Au dernier état de la procédure, par conclusions reçues au greffe de la cour d’appel sous la forme électronique le 13 mars 2024, auxquelles il est renvoyé pour plus ample exposé des prétentions et moyens, Monsieur [S] [O] demande à la cour, sur le fondement des articles 2224, 2240, 1301 à 1301-5 du code civil, de :
— dire et juger l’appel de Madame [D] [O] recevable mais mal fondé,
En conséquence,
— l’en débouter,
— confirmer le jugement en ce qu’il a déclaré irrecevables pour cause de prescription les demandes formées par Madame [D] [O] au titre des paiements ayant trait à la soulte due à Monsieur [I] [O] ainsi qu’aux frais de partage,
— infirmer le jugement du 20 janvier 2023 en ce qu’il a fait droit à la demande de Madame [D] [O] au titre des paiements ayant trait à la soulte due à Madame [P] [O] et l’a, en conséquence, condamné au paiement de la somme de 1700 euros avec intérêts à compter du 9 mars 2015,
— infirmer le jugement en ce qu’il l’a débouté de sa demande en paiement à titre de dommages et intérêts et l’a condamné à la somme de 2000 euros au titre de l’article 700 du code de procédure civile ainsi qu’aux entiers dépens,
Statuant à nouveau,
— déclarer irrecevables pour cause de prescription les demandes de Madame [D] [O] au titre des paiements ayant trait à la soulte due à Madame [P] [O],
Subsidiairement,
— dire et juger que les demandes sont mal fondées,
En conséquence,
— débouter Madame [D] [O] de ses demandes en paiement contre Monsieur [S] [O],
En tous les cas,
— condamner Madame [D] [O] au paiement de la somme de 2000 euros à titre de dommages et intérêts pour le préjudice causé par la procédure,
— condamner Madame [D] [O] à lui payer la somme de 3000 euros au titre de l’article 700 du code de procédure civile, ainsi qu’aux entiers dépens y compris ceux de première instance.

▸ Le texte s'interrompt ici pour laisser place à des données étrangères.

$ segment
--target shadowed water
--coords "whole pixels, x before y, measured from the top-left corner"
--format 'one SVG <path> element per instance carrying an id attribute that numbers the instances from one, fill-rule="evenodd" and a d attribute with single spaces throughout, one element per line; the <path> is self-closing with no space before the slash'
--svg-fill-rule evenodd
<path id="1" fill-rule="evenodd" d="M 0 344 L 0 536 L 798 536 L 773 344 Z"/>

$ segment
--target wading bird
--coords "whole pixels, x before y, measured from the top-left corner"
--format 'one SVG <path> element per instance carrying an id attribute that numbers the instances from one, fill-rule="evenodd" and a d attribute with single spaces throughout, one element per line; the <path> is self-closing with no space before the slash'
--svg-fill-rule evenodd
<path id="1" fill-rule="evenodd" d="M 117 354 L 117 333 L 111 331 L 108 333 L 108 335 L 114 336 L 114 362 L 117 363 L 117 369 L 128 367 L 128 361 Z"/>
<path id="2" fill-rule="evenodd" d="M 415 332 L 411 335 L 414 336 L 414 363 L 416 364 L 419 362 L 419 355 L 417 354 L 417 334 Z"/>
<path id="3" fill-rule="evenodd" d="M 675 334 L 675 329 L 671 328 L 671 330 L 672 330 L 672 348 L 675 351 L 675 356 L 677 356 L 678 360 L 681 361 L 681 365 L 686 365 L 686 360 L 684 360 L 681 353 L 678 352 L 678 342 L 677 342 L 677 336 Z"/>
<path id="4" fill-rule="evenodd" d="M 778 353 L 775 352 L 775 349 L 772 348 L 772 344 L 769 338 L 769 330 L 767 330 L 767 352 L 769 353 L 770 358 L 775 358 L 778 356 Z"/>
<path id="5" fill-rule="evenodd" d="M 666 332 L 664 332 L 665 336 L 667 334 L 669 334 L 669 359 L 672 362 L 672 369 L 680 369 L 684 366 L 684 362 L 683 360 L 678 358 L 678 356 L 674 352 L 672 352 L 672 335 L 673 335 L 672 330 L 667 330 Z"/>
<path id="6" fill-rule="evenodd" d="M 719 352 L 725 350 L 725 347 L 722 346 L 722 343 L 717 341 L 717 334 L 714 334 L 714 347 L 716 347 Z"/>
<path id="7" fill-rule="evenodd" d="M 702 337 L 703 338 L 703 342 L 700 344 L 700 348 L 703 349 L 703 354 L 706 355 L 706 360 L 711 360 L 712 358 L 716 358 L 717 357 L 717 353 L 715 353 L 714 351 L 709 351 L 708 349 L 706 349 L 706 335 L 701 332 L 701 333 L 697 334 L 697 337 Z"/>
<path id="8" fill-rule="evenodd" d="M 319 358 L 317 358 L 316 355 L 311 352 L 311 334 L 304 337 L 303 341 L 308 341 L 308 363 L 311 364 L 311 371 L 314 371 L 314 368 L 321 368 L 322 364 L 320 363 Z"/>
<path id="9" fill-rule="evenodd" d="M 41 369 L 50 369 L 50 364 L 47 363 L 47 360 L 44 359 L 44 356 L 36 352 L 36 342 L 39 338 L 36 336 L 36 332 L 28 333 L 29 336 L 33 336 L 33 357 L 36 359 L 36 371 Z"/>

La clôture de l’instruction a été prononcée par ordonnance du 21 mai 2024.
L’audience de plaidoirie a été fixée le 9 septembre 2024 et le délibéré au 4 novembre 2024.
MOTIFS DE LA DÉCISION
Vu les dernières conclusions déposées par Madame [D] [O] le 18 avril 2024 et par Monsieur [S] [O] le 13 mars 2024 et visées par le greffe auxquelles il convient de se référer expressément en application de l’article 455 du code de procédure civile ;
Vu la clôture de l’instruction prononcée par ordonnance du 21 mai 2024 ;
Sur la fin de non recevoir tirée de la prescription de l’action
Monsieur [S] [O] sollicite la confirmation du jugement entrepris en ce qu’il a déclaré irrecevable la demande de sa soeur [D] contre Monsieur [I] [O], leur frère et son infirmation en ce qu’il a écarté la prescription s’agissant de la demande de Madame [D] [O] dirigée contre lui, relativement à la soulte due à sa soeur [P], ayant permis sa condamnation à lui rembourser la somme de 1700 euros ; cette demande sera déclarée irrecevable ;
A l’appui de ses prétentions il conclut à l’application de la prescription quinquennale et à l’absence d’effet interruptif des e-mails des 5 janvier 2012, 11 juin 2016 et 2 décembre 2023 ; de plus il affirme que les courriers des 15 septembre 2014 et 23 janvier 2015 ne constituent pas une reconnaissance de dette puisque le premier constate seulement que des sommes ont été réglées, dont le montant n’est pas précisé et que le second ne précise ni le montant des sommes versées, ni leurs bénéficiaires ; en outre il précise que l’expression 'pour tout le monde’ y figurant est trop imprécise pour faire référence à leurs frères et leurs s’urs ; ce faisant, il expose qu’il n’a jamais écrit au sujet de la soulte due à Monsieur [I] [O] ou des frais de partage ;
S’agissant du mail du 22 décembre 2017, Monsieur [S] [O] explique qu’il n’émane pas de lui et qu’il n’évoque à aucun moment une dette vis-à-vis de Madame [D] [O], seulement d’un projet de transaction, ce qui lui ôte tout effet interruptif ;
Au soutien de ses prétentions, Madame [D] [O] fait valoir que la prescription quinquennale de droit commun a été valablement interrompue par la reconnaissance par Monsieur [S] [O] des paiements faits pour son compte dans les e-mails du 5 janvier 2012, des 8 et 11 juin 2012, du 2 décembre 2013 et du 22 décembre 2017 ainsi que des lettres du 15 septembre 2014 et 23 janvier 2015 ; elle estime que ces courriers constituent une reconnaissance sans équivoque du versement de sommes par elle, pour le compte de son frère [S] et donc une incontestable reconnaissance du droit du créancier au sens de l’article 2240 du code civil, et ont valablement interrompu la prescription.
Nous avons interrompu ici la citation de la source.